At the end of the 1960s, the cost of living went up a lot in Ireland. Most employers increased workers’ wages to account for this increase, but the four major Irish banks (the “Big Four”) did not. So the banking staff went on strike… and it was an enormous strike. All unionised banking staff, in all the banks in Ireland, stopped working at the start of May, 1970. They stayed on strike for more than six months.
1970, of course, is well before digital banking. Cash and cheques were the primary means of buying and selling. And, all of a sudden, no-one could get any money out of (or into) their bank accounts. Houses could not change hands because the property deeds were all locked up. You would expect the whole country to go into a kind of economic and social meltdown. But, against all odds, it did not.
Instead of disaster, the people of Ireland began writing each other promissory notes and custom cheques. And these notes became a kind of currency of their own, moving between people who took the cheques’ value on faith.

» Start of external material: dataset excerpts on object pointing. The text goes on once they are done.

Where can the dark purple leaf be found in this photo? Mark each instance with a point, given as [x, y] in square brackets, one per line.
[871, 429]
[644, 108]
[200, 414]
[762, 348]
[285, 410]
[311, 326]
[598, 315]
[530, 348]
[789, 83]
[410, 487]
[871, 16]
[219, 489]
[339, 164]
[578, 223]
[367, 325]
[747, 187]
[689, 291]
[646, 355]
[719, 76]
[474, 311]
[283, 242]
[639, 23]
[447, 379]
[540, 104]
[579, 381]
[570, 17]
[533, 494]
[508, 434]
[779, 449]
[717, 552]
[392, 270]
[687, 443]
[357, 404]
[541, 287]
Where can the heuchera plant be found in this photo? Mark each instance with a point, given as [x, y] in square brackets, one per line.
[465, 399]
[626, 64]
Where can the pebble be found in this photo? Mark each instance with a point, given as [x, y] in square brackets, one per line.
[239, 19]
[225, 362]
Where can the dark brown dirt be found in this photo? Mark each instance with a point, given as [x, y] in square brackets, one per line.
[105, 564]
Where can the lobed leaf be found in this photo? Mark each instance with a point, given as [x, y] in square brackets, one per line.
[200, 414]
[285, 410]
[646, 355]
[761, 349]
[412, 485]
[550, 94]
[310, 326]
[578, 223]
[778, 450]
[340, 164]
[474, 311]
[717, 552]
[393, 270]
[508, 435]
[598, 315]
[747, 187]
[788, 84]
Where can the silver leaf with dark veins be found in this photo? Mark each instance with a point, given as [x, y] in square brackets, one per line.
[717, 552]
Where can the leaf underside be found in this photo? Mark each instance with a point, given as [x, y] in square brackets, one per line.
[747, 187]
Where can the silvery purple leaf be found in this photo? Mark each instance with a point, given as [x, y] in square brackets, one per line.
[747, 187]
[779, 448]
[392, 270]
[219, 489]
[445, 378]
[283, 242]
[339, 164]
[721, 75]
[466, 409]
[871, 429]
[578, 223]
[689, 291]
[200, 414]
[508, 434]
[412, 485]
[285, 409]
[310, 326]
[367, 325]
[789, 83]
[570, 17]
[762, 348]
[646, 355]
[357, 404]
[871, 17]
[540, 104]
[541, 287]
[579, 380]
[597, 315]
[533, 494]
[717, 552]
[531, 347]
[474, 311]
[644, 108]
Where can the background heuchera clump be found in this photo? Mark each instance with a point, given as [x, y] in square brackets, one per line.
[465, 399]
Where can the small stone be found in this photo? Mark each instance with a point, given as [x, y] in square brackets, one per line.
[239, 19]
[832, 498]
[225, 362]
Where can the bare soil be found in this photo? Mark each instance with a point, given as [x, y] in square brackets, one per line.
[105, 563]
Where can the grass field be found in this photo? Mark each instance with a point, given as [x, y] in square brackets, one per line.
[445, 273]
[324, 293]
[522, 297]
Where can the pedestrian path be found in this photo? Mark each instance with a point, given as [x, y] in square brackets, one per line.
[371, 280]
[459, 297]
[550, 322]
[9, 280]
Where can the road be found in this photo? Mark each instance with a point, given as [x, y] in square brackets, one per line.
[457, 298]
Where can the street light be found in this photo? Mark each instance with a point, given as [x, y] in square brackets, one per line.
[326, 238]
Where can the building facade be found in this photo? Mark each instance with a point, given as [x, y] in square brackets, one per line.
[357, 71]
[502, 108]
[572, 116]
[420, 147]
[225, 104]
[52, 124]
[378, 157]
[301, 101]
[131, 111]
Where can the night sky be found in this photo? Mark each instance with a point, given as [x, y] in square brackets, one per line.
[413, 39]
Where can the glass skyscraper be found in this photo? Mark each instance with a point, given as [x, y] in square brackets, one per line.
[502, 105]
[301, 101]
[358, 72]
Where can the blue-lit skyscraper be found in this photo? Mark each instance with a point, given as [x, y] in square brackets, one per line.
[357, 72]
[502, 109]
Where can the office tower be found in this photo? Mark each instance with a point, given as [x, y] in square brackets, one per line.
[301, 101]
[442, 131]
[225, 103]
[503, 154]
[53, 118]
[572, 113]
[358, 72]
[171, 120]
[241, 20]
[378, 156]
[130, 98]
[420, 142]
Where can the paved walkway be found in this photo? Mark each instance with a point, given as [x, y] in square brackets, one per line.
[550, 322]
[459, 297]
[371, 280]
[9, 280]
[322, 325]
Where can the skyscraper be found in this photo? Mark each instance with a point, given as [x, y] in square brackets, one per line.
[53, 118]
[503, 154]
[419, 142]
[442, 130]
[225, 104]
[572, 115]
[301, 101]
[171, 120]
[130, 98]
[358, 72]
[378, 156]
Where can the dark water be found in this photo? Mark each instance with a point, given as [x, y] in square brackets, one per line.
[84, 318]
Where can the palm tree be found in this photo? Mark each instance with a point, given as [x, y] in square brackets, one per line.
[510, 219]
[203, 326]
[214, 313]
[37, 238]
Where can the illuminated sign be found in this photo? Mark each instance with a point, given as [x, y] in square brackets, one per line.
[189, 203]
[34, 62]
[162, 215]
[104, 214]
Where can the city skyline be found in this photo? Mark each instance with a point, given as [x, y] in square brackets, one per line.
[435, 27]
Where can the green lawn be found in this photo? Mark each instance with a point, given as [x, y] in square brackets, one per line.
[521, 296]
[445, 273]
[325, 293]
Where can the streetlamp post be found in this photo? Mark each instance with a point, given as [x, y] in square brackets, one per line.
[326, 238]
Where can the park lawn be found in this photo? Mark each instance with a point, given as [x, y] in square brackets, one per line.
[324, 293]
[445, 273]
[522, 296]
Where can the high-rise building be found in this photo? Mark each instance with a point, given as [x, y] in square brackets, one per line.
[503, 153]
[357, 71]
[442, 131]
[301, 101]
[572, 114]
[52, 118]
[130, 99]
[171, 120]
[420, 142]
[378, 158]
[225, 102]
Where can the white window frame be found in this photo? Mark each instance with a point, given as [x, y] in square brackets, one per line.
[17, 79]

For cash, pubs became the central clearing house: people would cash their cheques in the pub and then stay to have a drink. Win-win. And because the pub was such a central part of the local community, they could operate on a trust model very effectively.
It was not, of course, a perfect system. Without access to bank records, people could make promises they could not keep:
A certain racehorse trainer was short of money but wanted to buy a horse. He gave the vendor a cheque even though he knew he didn’t have the funds to meet it. Fortunately for him the horse won a number of races so he had no trouble honouring the cheque and making a handsome profit without having to pay a penny interest for a very risky venture.How six-month bank strike rocked the nation
But on the whole, Ireland carried on surprisingly well without any banks. The strike ended in November, and is remembered now mostly as a case study for just how a country might operate without a banking sector.